[GRASS5] s.cellstats in 5.7?

Has s.cellstats been ported to vectors under 5.7 yet?

I can't see it under the list of man pages and I'm still running 5.7.0 which
doesn't seem to have it.

Regards
Gordon

--

Gordon Keith
Programmer/Data Analyst
Marine Acoustics
CSIRO Marine Research
http://www.marine.csiro.au

Heavier-than-air flying machines are impossible.
--Lord Kelvin, president, Royal Society, 1895.

Has s.cellstats been ported to vectors under 5.7 yet?

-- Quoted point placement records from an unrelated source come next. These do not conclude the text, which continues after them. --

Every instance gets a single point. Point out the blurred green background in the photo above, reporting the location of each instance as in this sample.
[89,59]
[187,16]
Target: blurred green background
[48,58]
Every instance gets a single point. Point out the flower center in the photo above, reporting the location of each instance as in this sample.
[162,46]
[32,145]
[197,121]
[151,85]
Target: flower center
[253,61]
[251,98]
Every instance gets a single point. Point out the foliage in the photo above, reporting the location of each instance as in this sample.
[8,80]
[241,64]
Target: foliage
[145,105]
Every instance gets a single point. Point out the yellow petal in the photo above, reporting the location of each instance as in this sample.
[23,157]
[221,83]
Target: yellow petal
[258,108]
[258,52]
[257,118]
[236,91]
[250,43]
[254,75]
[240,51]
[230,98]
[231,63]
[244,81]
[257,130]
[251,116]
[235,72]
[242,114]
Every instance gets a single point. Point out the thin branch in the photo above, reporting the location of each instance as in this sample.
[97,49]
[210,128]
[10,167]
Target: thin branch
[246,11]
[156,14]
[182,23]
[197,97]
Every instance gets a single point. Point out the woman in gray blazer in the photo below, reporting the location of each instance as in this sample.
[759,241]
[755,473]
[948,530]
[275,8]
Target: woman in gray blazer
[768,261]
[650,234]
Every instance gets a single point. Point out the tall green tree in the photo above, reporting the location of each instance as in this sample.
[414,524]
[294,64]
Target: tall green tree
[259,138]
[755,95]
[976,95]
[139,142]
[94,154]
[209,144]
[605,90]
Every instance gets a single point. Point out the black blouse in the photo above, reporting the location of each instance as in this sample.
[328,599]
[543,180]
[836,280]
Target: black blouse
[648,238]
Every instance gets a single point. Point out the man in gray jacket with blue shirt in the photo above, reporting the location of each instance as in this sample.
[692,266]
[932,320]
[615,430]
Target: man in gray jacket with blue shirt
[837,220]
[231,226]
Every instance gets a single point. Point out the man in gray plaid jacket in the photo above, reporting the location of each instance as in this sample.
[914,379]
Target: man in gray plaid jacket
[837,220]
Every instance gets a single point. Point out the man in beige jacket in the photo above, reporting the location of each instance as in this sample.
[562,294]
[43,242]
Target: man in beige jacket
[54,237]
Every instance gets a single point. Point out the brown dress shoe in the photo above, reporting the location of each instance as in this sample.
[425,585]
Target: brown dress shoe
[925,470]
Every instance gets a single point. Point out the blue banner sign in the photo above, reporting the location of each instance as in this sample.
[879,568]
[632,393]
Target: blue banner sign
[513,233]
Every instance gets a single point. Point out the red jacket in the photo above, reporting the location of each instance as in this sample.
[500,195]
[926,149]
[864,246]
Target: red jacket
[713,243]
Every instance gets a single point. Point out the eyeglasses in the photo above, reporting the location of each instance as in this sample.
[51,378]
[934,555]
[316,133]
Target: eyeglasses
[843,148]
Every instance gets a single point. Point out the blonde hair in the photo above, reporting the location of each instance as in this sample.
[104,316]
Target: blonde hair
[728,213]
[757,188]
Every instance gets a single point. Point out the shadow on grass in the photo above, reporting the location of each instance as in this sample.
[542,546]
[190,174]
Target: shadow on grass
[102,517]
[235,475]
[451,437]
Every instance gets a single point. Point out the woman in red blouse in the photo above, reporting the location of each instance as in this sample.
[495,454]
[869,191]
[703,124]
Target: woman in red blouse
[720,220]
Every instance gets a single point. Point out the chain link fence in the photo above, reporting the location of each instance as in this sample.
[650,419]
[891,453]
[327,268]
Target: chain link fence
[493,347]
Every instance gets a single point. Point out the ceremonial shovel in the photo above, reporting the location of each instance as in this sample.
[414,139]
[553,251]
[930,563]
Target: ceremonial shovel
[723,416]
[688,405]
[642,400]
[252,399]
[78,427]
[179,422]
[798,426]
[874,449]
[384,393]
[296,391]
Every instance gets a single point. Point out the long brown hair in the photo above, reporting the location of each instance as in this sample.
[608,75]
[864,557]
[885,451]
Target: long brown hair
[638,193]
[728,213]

I can't see it under the list of man pages and I'm still running 5.7.0
which doesn't seem to have it.

Try v.univar (newer than 5.7.0).

Hamish

On Wed, 10 Nov 2004 17:37, Hamish wrote:

> Has s.cellstats been ported to vectors under 5.7 yet?

Try v.univar (newer than 5.7.0).

From the online man page looks like s.univar which just calculates the stats
for the whole vector.

s.cellstats calculates the stats for each cell in the current region and
creates a site file with one site per cell and one attribute per statistic. I
don't see an output option in v.univar.

Specifically I've got a points vector file (old style sites) and I'd like a
raster where the value in each cell is the number of points that the vector
had that fall within the cell.

In 5.3 I could do:
s.cellstats in=sites out=count stats=n
s.to.rast in=count out=nrast

Does v.univar support this?

Regards
Gordon

--

Gordon Keith
Programmer/Data Analyst
Marine Acoustics
CSIRO Marine Research
http://www.marine.csiro.au

Heavier-than-air flying machines are impossible.
--Lord Kelvin, president, Royal Society, 1895.

v.neighbors can calc number of cells in given radius,
not exactly what you want, but it could be also useful.

Radim

Gordon Keith wrote:

On Wed, 10 Nov 2004 17:37, Hamish wrote:

Has s.cellstats been ported to vectors under 5.7 yet?

Try v.univar (newer than 5.7.0).

From the online man page looks like s.univar which just calculates the stats

for the whole vector.

s.cellstats calculates the stats for each cell in the current region and creates a site file with one site per cell and one attribute per statistic. I don't see an output option in v.univar.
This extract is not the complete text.